# Insurance (tescos insurance)



## DODGY (Oct 28, 2001)

I neeeeed info!

I've just been on the phone to tescos for a quote for some insurance for gtr-34 v-spec GB.

They went throught several Quotes for gtr-34, gtr GB and gtr imports.

But get this i'm 23yrs old three years no cliams 3 points sp30 two years ago and the most I was qutoed was, get this £2111.55.

Is there anybody else out there with this type of quote?????

thank for your help.


----------



## Bruce (Jul 2, 2001)

Sound good to me just check the tracker situation Tesco say you need one on all Group 25 cars i.e. Skyline's and the Excess must be big so check that Cat one Alarm will of course be need and Only declarer 15-20% power increase with all the mods listed 

Uk cars will be a little less than Imports so make sure you get it right the VIN number will tell them as it has a UK in it.

Also no Track day cover but you do get green card!!

I know people that have had 4* that and the have 10 years on you !!

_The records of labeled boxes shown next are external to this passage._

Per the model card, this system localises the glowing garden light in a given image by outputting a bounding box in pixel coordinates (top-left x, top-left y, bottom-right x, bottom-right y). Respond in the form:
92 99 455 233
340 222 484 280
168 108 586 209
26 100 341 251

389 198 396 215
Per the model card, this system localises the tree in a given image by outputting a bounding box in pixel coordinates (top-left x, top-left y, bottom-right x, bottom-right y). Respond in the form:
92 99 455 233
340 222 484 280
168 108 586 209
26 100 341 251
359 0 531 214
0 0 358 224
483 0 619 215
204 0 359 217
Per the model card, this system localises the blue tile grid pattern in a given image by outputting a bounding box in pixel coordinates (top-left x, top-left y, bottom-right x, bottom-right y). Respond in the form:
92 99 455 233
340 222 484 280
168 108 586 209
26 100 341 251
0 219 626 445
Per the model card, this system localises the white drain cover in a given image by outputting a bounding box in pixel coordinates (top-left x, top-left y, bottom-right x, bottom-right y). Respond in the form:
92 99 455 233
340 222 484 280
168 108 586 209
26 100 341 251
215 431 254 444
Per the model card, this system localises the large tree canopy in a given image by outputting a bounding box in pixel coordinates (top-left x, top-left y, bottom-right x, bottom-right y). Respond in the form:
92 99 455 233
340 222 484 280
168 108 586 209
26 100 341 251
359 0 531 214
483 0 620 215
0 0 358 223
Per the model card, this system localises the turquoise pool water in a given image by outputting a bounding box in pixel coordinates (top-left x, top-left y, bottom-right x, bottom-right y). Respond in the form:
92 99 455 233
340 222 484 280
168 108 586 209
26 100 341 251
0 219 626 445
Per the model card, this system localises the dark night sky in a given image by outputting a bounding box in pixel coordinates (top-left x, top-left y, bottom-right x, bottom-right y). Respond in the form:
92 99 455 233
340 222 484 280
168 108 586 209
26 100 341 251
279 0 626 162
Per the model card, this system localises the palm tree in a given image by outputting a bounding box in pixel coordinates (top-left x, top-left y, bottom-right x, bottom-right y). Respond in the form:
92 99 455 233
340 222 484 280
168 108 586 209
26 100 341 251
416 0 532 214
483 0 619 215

You must have a good post code be Married with car in garage at night?

Regards 

Bruce


----------



## Fuggles (Jul 3, 2001)

Dodgy,

Sounds good to me.


----------



## STUKICKSASS (Aug 13, 2001)

*TESCO insurance*

Tesco do seem to offer very good quotes for Skylines. Here is mine;

1995 GTR VSPEC
35 years old
0 no claims bonus
driving for 8 years
car lives on roadside
£1600


----------



## DODGY (Oct 28, 2001)

*Missing info*

the quote was for a uk v-spec r34 (brand new) £54000 

And this is my problem it's less than my insurance company has quoted me!!!!!!!!!! by £1600

What do you think?


----------



## Phil (Sep 3, 2001)

Bruce - we need to talk

I just had a quote from Tesco on the Vec*** @ £1800

But got a quote from direct-line = 33V + Vec*** + 540 PA = £1640
With + 25% BHP and import (with trakker, cat1, company use, etc)

32(ish) white male (single - ladies please call on 0898 ..... ) 3 points TS10 - 1 ban (sentenced 12 months) nice area (you've been here)

What gives??


----------



## DODGY (Oct 28, 2001)

*cheaper*

I got the insurance for less than I first thought £1900, and I pick the car up from MM on the 22nd dec. One New Silver GB r-34 V-spec. And I've got a smile from ear to ear.


----------



## jimsgill (Dec 28, 2001)

*How Much?*

Hey mate?

I had a lot of trouble last year when I was a baby 29 but I guess it will be more for you!

I got the best quote from Privelage at £1180 with 6 years NCB.
They give you 65% off for 6 years and I have 1 SP50 from 1998.

THey do insist on a Tracking device (even though they are CRAP!)

I got the Tracker Receive unit for £500 all in. About time Middlehurst fitted these as standard for £55000!!!!

Good luck mate and enjoy the car! GT-R...there is no substitute!

Jim


----------



## lovelyskylines (Jan 21, 2002)

I know someone who insured their R33 (ex Nissan director car) for £980. Not that's cheap, as far as I know


----------



## Hammy (Feb 10, 2002)

Things aren't looking too good then to getting my dream car then...My dream car being a Nissan Skyline GT-R V-Spec II in blue  
Well look at it this way, I'm not old enough yet to drive but I have always liked the Skyline since the R32 and previous models. So for my first car I'll have to stick to something less like a Skyline for a few years...


----------